How Do We Change Our Mindset?

Naturally, throughout this process, we are going to extract objective evidence, plot trends, and create a prescription to completely align marketing to sales quota attainment. But fundamentally, there are a few simple changes I'd like you to make first:

  1. Drop the word content from your vocabulary.

    Content sounds like you produce widgets, bo-bobs, things, while insights are a form of intellectual property. You need to inherently believe that the insights your team builds are so valuable that you could charge customers for the knowledge. Your company may have 5, 10, 20 years of market experience. This wisdom is what your customers are buying, not just your solution. Change the way your entire organization talks about insights, and treat these assets like you would a government-registered patent to intellectual property.

  2. I'm going to Moneyball our digital marketing.

    Marketing is becoming a numbers game just like sales. Great marketing teams are objectively looking at their production capabilities (like an ad agency would) and the results that is having on sales. Like Moneyball did with baseball, Team Revenue should focus on the micro-elements of a process by establishing a baseline and making incremental improvements to it. If you take this scientific approach to your marketing team, you'll realize you can control everything like a production line of an automobile. You're going to crush your competition when you can identify a few elements within your marketing process that are yielding the highest return, then accelerate that process faster than anyone in your industry. This is only possible when you measure your production throughput and become objective about your resource capacity at a very granular level.

  3. I'll make the first move to extend the olive branch.

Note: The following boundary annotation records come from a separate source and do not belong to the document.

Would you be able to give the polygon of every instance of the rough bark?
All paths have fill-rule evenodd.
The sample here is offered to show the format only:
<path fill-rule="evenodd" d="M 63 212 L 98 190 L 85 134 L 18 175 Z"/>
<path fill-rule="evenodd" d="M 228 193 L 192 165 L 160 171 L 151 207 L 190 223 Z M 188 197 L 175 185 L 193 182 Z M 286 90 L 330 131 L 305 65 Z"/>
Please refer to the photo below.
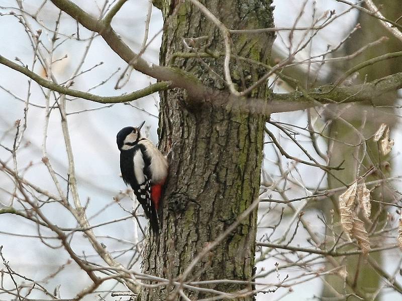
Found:
<path fill-rule="evenodd" d="M 184 2 L 171 16 L 178 2 L 165 0 L 158 6 L 165 25 L 160 63 L 188 71 L 208 86 L 226 90 L 223 58 L 180 58 L 177 52 L 187 52 L 183 38 L 207 37 L 196 41 L 195 48 L 212 51 L 224 50 L 219 30 L 197 8 Z M 229 29 L 273 26 L 271 0 L 215 0 L 203 4 Z M 169 19 L 170 18 L 170 19 Z M 274 37 L 232 36 L 232 52 L 266 63 Z M 209 70 L 213 69 L 219 76 Z M 258 69 L 233 62 L 231 70 L 239 90 L 263 74 Z M 265 86 L 252 96 L 267 99 Z M 161 93 L 160 148 L 171 147 L 169 175 L 163 198 L 163 225 L 158 238 L 151 237 L 144 254 L 143 271 L 176 279 L 209 242 L 232 224 L 258 197 L 262 158 L 263 127 L 267 116 L 258 112 L 232 111 L 229 105 L 213 106 L 211 100 L 193 101 L 182 89 Z M 198 262 L 190 279 L 250 280 L 255 249 L 257 211 L 243 220 L 237 229 L 207 258 Z M 186 279 L 188 280 L 189 279 Z M 246 289 L 250 284 L 221 283 L 204 286 L 228 292 Z M 178 300 L 173 286 L 144 288 L 139 300 Z M 192 299 L 211 296 L 205 292 L 185 290 Z M 252 294 L 243 299 L 252 299 Z"/>

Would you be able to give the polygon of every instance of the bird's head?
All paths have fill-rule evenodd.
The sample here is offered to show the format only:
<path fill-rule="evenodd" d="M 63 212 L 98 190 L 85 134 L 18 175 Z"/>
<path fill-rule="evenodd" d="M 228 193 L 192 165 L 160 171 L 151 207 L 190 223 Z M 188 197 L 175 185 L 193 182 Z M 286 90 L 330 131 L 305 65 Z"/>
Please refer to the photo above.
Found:
<path fill-rule="evenodd" d="M 140 130 L 145 123 L 144 121 L 137 127 L 126 126 L 119 131 L 117 133 L 116 142 L 117 146 L 120 150 L 127 150 L 134 147 L 141 138 Z"/>

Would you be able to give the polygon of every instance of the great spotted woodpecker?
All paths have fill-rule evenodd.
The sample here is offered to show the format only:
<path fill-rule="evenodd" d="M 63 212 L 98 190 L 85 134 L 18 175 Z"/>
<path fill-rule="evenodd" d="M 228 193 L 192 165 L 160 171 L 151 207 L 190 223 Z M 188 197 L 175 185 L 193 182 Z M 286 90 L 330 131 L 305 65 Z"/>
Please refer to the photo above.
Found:
<path fill-rule="evenodd" d="M 138 127 L 127 126 L 117 133 L 120 150 L 120 170 L 123 181 L 129 184 L 149 219 L 151 228 L 159 233 L 158 210 L 162 188 L 167 176 L 167 160 L 156 146 L 141 137 Z"/>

    Yes, as a marketing leader you're a copilot on Team Revenue. Yes, this is a joint exercise. But guess what? I've trained way too many companies to know that sales leaders don't think they need marketing as much as they do. It's you, the marketing leader, who is going to prove objectively that your team is directly and indirectly fueling sales growth. Sales and marketing alignment in world-class organizations is also orchestrated by sales Enablement and sales operations, but the first move to making this happen, I recommend, comes from you.